Molly Moseley

School of Biosciences

Grantham Scholar

Profile

Understanding the chemical ecology of scent mediated pollination

The project

I came to this university in 2020 as an undergraduate student, finishing my MbiolSci in 2024, then starting my PhD in September 2024. I am based in the department of Biosciences in the Plants Photosynthesis research cluster, a part of my primary supervisor, Dr. Stuart Campbell’s research group. My secondary supervisors are multidisciplinary, with Dr Michael Smith from Computer science and Prof Juriaan Ton from Biosciences. My PhD is funded by the Institute for Sustainable food, which is a part of the University of Sheffield. 

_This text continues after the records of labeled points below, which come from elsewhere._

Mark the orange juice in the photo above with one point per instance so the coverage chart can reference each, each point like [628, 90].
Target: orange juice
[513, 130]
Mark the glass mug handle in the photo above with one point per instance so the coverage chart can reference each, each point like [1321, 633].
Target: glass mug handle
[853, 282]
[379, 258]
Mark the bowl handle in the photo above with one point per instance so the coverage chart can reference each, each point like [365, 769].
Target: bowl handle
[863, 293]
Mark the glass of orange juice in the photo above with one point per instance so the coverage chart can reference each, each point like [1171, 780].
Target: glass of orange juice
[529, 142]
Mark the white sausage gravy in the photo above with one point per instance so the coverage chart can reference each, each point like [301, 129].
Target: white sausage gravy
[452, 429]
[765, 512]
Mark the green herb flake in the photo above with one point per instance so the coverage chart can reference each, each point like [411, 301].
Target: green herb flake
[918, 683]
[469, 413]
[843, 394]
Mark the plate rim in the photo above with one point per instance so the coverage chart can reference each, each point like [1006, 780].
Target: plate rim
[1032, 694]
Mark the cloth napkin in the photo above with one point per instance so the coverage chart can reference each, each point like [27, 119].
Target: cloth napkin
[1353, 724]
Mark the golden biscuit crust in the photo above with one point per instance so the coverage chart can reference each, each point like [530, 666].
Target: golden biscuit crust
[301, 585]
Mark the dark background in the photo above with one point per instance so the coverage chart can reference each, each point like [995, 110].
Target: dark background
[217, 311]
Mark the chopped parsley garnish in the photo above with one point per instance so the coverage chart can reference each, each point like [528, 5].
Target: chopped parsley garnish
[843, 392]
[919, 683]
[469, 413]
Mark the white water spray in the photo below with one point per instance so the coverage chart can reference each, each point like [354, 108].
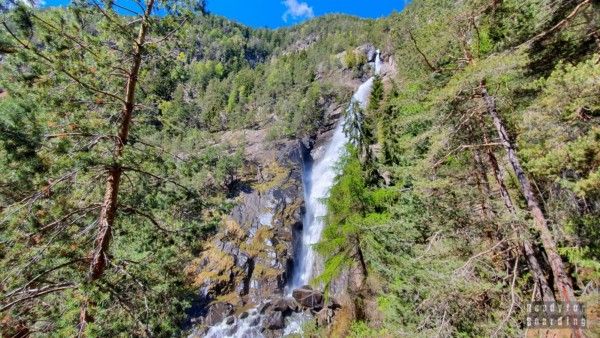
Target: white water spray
[318, 181]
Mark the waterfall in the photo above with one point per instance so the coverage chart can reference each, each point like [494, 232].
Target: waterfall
[377, 62]
[318, 178]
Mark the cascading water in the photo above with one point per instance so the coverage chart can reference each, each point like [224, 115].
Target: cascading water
[318, 179]
[317, 184]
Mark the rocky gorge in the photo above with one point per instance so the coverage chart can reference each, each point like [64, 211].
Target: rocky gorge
[245, 274]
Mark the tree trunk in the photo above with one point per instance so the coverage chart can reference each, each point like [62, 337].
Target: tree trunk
[562, 280]
[532, 261]
[109, 206]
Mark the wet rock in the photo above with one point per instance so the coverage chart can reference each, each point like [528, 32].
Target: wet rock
[217, 312]
[231, 332]
[255, 321]
[333, 304]
[285, 305]
[308, 298]
[324, 317]
[264, 307]
[274, 321]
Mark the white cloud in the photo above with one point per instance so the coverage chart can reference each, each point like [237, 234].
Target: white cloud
[297, 10]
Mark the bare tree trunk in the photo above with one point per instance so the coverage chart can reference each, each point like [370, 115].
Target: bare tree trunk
[532, 261]
[562, 281]
[483, 186]
[109, 206]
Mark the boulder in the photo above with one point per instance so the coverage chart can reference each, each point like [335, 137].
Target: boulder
[308, 298]
[274, 321]
[324, 317]
[264, 307]
[217, 312]
[285, 305]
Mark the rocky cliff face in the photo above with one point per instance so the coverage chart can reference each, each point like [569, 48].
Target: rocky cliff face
[243, 271]
[249, 258]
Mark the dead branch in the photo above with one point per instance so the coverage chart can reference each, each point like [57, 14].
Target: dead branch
[512, 296]
[559, 25]
[38, 293]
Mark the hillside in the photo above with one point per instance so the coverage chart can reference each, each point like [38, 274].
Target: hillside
[157, 171]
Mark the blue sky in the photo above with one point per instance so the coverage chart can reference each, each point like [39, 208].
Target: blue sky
[280, 13]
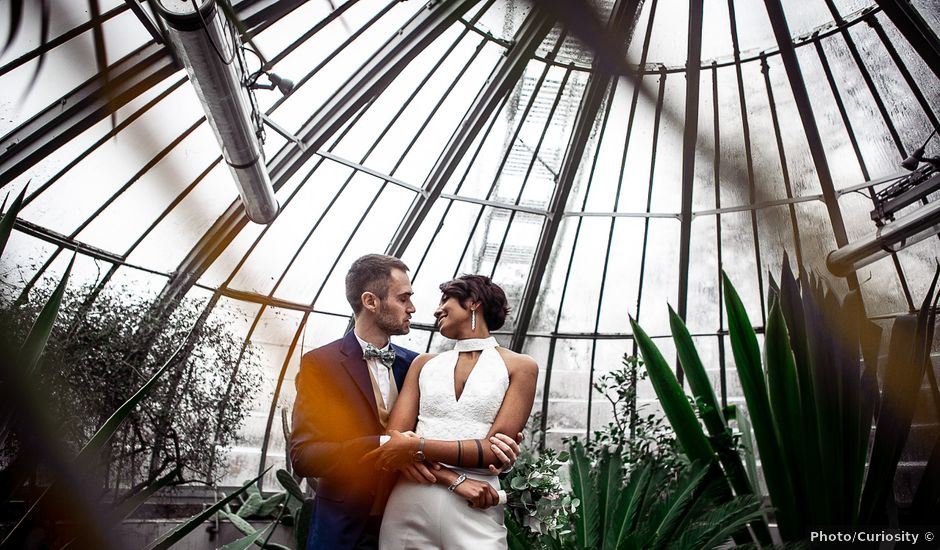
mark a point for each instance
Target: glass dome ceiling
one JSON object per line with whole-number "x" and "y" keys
{"x": 474, "y": 137}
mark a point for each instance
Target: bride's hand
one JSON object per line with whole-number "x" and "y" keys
{"x": 396, "y": 453}
{"x": 479, "y": 494}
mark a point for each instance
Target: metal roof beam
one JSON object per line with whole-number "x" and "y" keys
{"x": 598, "y": 82}
{"x": 528, "y": 38}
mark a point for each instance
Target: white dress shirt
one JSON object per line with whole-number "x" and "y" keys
{"x": 381, "y": 373}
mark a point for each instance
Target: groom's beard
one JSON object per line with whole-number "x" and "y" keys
{"x": 389, "y": 323}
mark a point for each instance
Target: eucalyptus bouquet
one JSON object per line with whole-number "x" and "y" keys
{"x": 535, "y": 496}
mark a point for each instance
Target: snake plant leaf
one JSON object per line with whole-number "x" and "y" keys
{"x": 39, "y": 333}
{"x": 610, "y": 485}
{"x": 9, "y": 218}
{"x": 588, "y": 520}
{"x": 238, "y": 522}
{"x": 688, "y": 430}
{"x": 633, "y": 504}
{"x": 908, "y": 354}
{"x": 180, "y": 531}
{"x": 710, "y": 412}
{"x": 748, "y": 363}
{"x": 682, "y": 502}
{"x": 784, "y": 394}
{"x": 248, "y": 540}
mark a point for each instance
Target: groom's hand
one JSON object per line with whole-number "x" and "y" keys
{"x": 506, "y": 450}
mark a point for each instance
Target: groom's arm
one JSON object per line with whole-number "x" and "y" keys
{"x": 315, "y": 449}
{"x": 473, "y": 453}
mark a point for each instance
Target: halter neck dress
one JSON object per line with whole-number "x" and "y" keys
{"x": 430, "y": 516}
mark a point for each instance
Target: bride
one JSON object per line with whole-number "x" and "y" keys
{"x": 454, "y": 402}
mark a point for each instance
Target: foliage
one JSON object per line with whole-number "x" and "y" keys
{"x": 653, "y": 507}
{"x": 642, "y": 436}
{"x": 70, "y": 494}
{"x": 536, "y": 498}
{"x": 811, "y": 401}
{"x": 90, "y": 368}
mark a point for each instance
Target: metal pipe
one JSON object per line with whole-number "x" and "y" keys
{"x": 886, "y": 240}
{"x": 210, "y": 55}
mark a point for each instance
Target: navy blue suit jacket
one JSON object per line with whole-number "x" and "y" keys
{"x": 335, "y": 422}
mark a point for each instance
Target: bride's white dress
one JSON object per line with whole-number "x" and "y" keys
{"x": 430, "y": 516}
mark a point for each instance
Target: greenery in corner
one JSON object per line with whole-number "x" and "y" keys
{"x": 86, "y": 369}
{"x": 70, "y": 507}
{"x": 813, "y": 401}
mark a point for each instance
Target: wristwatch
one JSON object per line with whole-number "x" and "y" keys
{"x": 419, "y": 454}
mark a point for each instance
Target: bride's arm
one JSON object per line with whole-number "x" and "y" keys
{"x": 471, "y": 453}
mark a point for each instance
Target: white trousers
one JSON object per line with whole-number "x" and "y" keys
{"x": 430, "y": 516}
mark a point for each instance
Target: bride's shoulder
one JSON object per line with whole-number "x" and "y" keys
{"x": 422, "y": 359}
{"x": 518, "y": 361}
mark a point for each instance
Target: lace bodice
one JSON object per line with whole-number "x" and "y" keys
{"x": 442, "y": 416}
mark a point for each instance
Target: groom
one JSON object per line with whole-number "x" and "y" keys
{"x": 345, "y": 391}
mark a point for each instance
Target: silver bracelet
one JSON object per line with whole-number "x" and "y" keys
{"x": 460, "y": 479}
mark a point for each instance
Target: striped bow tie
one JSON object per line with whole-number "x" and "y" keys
{"x": 386, "y": 356}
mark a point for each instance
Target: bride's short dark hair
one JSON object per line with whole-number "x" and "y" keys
{"x": 480, "y": 288}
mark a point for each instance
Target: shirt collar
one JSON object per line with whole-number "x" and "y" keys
{"x": 363, "y": 343}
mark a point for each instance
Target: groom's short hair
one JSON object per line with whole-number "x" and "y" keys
{"x": 370, "y": 273}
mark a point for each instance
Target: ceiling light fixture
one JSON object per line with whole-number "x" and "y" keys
{"x": 211, "y": 52}
{"x": 895, "y": 233}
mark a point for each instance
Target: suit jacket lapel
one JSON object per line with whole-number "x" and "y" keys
{"x": 399, "y": 367}
{"x": 356, "y": 366}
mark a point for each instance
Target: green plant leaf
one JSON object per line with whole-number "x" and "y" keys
{"x": 908, "y": 355}
{"x": 9, "y": 218}
{"x": 247, "y": 541}
{"x": 180, "y": 531}
{"x": 748, "y": 363}
{"x": 675, "y": 405}
{"x": 588, "y": 518}
{"x": 41, "y": 330}
{"x": 251, "y": 505}
{"x": 784, "y": 394}
{"x": 238, "y": 522}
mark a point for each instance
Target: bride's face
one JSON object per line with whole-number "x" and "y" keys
{"x": 453, "y": 320}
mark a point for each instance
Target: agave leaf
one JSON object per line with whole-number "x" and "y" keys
{"x": 675, "y": 405}
{"x": 9, "y": 218}
{"x": 588, "y": 520}
{"x": 747, "y": 360}
{"x": 180, "y": 531}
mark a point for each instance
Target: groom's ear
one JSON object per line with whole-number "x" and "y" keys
{"x": 369, "y": 301}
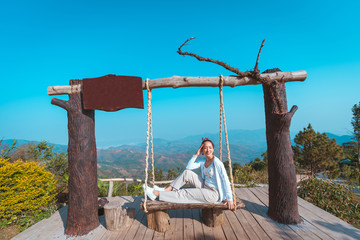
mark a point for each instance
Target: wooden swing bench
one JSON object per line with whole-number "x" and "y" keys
{"x": 158, "y": 219}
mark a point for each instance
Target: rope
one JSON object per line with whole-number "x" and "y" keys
{"x": 221, "y": 113}
{"x": 223, "y": 120}
{"x": 152, "y": 146}
{"x": 149, "y": 127}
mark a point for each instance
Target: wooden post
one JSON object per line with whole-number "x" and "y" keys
{"x": 83, "y": 210}
{"x": 158, "y": 220}
{"x": 283, "y": 206}
{"x": 212, "y": 217}
{"x": 116, "y": 217}
{"x": 111, "y": 184}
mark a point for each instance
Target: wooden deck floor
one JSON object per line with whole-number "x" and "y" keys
{"x": 251, "y": 222}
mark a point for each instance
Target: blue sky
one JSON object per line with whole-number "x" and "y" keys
{"x": 47, "y": 43}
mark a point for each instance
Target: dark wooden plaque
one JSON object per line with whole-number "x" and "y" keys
{"x": 112, "y": 93}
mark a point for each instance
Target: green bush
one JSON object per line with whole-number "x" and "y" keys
{"x": 332, "y": 197}
{"x": 26, "y": 191}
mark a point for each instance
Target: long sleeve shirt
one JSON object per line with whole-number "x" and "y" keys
{"x": 222, "y": 179}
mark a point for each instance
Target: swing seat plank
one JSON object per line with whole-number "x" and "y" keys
{"x": 159, "y": 220}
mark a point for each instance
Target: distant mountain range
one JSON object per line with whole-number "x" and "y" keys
{"x": 129, "y": 160}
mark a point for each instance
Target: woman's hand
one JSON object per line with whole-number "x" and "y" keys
{"x": 230, "y": 204}
{"x": 199, "y": 151}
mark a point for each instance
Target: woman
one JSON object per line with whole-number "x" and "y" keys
{"x": 212, "y": 186}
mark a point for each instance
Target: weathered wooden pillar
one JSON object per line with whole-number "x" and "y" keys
{"x": 283, "y": 206}
{"x": 83, "y": 211}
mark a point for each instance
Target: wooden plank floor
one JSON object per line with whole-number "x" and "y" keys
{"x": 251, "y": 222}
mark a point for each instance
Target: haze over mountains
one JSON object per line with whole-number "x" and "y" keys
{"x": 129, "y": 160}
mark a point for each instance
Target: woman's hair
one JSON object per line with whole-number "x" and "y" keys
{"x": 207, "y": 140}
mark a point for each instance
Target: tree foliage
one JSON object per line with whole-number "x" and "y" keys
{"x": 316, "y": 152}
{"x": 25, "y": 188}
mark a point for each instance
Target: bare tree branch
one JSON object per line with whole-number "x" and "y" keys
{"x": 226, "y": 66}
{"x": 255, "y": 74}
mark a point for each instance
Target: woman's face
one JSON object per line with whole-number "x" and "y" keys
{"x": 208, "y": 150}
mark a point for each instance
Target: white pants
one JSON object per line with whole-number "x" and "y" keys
{"x": 198, "y": 193}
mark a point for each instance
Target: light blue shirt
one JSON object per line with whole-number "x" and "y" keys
{"x": 222, "y": 179}
{"x": 209, "y": 174}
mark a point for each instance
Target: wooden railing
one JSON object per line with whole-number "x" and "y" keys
{"x": 131, "y": 180}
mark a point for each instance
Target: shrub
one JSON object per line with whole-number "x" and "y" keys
{"x": 332, "y": 197}
{"x": 26, "y": 189}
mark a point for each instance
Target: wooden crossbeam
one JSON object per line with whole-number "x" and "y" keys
{"x": 178, "y": 81}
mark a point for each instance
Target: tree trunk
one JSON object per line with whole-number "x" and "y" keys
{"x": 358, "y": 143}
{"x": 83, "y": 210}
{"x": 283, "y": 206}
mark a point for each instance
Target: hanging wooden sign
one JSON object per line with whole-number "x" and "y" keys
{"x": 112, "y": 93}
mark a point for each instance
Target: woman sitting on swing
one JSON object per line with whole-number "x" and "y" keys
{"x": 212, "y": 186}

Pollinators are key for facilitating the reproduction of most angiosperm species, including a majority of fruit and vegetable crop species. This strong mutualism has driven an extraordinary diversity of floral traits important for mediating pollinating insect visitation, including colour, shape and floral scent. However, compared with visual traits, little is known about pollinators’ utilisation of complex scent blends. Floral scents contained in these blends are also highly changeable depending on different environmental stressors, and whilst some of these stress-induced changes can be costly, there is evidence that some plants adaptively modulate their scents to improve pollination. Mechanisms which drive this are largely unknown, which are important to understand in the face of climate change, where many key environmental stresses are predicted to increase.

Investigating how scent traits respond to stress and their function for pollinators has important implications for predicting how this mutualism will respond to climate change, with potential applications in agricultural settings as many important crops are facing a double-edged threat of pollinator declines and increased environmental stress. In my PhD I seek to further our understanding of scent-mediated pollination primarily using the important fruit crop Solanum lycopersicum and its wild relatives. Within my research I utilise a range of methodologies, ranging from bumblebee behavioural studies which we are implementing a novel video-tracking technique, to lab-based chemical ecology utilising GC-MS (gas chromatography mass spectrometry).